HDFC Bank, the country’s second-largest private-sector lender, has reduced its marginal cost of funds-based lending rate (MCLR) by 15 basis points (bps) across tenures, effective Monday. The bank’s MCLR on one-year advances now stands at 8.9%. The rates on overnight borrowings to three-year loans range between 8.7% and 9.05%. The benefit of this reduction in rates will be available to new borrowers, while existing borrowers will have the option of switching to MCLR-based lending from the base rate regime.
Meanwhile, state-run Bank of India has also reduced its one-year MCLR by 5 bps to 9.3%, effective Monday.
HDFC Bank’s MCLRs on loans with tenures between one month and three years are now at par with those of the country’s largest lender, the State Bank of India (SBI). Its one-year MCLR is now below that of larger peer ICICI Bank, which stands at 8.95%. On Sunday, state-owned Bank of Baroda had announced a 10-bp reduction in MCLRs across tenures, with the rate on one-year loans coming down to 9.25%, effective Monday.

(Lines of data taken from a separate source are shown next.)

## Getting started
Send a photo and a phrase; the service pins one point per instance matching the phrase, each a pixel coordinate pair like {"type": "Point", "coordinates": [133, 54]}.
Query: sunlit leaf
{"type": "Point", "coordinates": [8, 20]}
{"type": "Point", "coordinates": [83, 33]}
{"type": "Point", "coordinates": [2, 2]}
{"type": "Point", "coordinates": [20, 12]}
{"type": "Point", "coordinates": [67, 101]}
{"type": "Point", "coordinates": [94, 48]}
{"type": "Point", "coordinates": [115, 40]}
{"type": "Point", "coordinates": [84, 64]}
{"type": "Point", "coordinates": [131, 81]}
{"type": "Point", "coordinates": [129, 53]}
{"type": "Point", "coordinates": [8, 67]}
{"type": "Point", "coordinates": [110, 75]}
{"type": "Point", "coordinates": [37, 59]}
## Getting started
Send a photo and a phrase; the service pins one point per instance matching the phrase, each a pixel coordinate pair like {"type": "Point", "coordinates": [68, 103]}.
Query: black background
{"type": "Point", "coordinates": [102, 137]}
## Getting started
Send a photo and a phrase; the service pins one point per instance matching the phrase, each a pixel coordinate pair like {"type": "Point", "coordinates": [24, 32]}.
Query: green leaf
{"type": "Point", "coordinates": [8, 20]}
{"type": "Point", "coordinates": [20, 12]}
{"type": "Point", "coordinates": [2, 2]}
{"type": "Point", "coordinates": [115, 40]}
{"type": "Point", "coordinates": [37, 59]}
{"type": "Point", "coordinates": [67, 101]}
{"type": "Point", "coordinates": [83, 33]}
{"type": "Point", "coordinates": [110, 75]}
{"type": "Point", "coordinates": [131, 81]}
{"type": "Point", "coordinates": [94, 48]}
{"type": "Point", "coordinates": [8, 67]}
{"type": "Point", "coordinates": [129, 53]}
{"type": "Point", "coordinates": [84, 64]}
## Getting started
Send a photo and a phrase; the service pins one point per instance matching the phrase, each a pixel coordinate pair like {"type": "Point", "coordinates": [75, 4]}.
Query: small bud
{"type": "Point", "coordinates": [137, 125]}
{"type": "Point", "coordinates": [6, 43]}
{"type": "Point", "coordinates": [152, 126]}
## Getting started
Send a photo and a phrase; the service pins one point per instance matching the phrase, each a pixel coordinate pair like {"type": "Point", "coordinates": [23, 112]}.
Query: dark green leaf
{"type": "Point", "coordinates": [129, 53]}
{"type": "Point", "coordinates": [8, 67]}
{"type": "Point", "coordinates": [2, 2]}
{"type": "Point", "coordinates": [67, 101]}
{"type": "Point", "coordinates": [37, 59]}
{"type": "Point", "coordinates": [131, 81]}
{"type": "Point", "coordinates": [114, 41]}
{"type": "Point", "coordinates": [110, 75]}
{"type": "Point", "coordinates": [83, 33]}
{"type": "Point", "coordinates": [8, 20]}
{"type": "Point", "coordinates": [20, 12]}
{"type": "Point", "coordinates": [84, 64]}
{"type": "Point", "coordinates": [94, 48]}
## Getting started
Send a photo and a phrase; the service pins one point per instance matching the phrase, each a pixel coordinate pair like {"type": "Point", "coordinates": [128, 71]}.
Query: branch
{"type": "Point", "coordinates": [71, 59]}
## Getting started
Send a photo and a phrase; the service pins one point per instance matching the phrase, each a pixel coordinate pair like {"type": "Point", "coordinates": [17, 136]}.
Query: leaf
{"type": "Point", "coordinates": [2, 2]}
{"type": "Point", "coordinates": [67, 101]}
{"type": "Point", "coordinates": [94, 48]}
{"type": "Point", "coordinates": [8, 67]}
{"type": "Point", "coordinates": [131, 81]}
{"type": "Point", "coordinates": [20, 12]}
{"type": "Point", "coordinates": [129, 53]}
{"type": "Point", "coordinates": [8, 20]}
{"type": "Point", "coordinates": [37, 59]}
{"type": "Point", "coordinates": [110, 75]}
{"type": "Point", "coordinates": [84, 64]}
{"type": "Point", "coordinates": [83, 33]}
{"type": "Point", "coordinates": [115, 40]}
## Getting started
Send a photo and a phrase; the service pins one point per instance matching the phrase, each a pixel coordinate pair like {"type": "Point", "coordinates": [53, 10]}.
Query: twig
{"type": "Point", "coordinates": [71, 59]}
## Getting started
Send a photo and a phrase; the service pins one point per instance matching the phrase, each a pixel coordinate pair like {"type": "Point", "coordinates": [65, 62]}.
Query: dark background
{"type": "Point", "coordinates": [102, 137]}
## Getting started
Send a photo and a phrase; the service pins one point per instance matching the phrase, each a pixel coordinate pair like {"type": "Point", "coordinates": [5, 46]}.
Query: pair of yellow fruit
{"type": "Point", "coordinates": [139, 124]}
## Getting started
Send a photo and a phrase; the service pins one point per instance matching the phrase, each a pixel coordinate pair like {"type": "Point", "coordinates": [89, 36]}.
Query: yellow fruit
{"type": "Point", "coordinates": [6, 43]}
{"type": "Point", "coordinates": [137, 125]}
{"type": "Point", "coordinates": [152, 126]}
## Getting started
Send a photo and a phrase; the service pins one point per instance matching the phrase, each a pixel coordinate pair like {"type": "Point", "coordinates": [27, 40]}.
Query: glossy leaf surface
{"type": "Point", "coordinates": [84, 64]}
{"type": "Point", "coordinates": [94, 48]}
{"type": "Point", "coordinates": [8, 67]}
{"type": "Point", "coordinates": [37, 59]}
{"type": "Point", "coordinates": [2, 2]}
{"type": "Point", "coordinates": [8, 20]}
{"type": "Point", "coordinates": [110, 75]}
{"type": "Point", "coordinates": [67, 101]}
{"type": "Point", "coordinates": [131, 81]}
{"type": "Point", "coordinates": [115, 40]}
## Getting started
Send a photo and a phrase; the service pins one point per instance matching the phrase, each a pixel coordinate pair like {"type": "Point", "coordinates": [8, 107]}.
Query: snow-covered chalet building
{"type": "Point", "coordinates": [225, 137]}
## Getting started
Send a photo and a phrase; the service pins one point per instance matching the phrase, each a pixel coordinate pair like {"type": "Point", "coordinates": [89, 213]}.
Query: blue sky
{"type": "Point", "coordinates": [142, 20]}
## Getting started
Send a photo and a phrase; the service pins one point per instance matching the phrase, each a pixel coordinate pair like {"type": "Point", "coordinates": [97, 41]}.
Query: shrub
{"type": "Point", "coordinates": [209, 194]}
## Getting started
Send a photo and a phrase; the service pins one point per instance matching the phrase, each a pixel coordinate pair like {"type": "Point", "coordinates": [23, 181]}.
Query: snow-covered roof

The current series of cuts in MCLR cuts began with SBI and ICICI Bank lowering their rates on October 28. They were followed last week by government-owned lenders Punjab National Bank, Dena Bank, Union Bank of India and State Bank of Bikaner and Jaipur.
While banks are lowering lending rates, a fairly large spread between bank rates and those in the corporate bond market persists. In a report dated October 19, Credit Suisse had pointed out that banks had reduced rates by only 75 to 95 bps since the beginning of the Reserve Bank of India’s easing cycle, whereas bond yields had fallen by 265 bps over the same period. On Monday, the FIMMDA benchmark for AAA-rated corporate bonds was 7.70%. However, the bond market caters to highly rated companies, whereas those with ratings lower than AA are dependent on banks for their capital needs.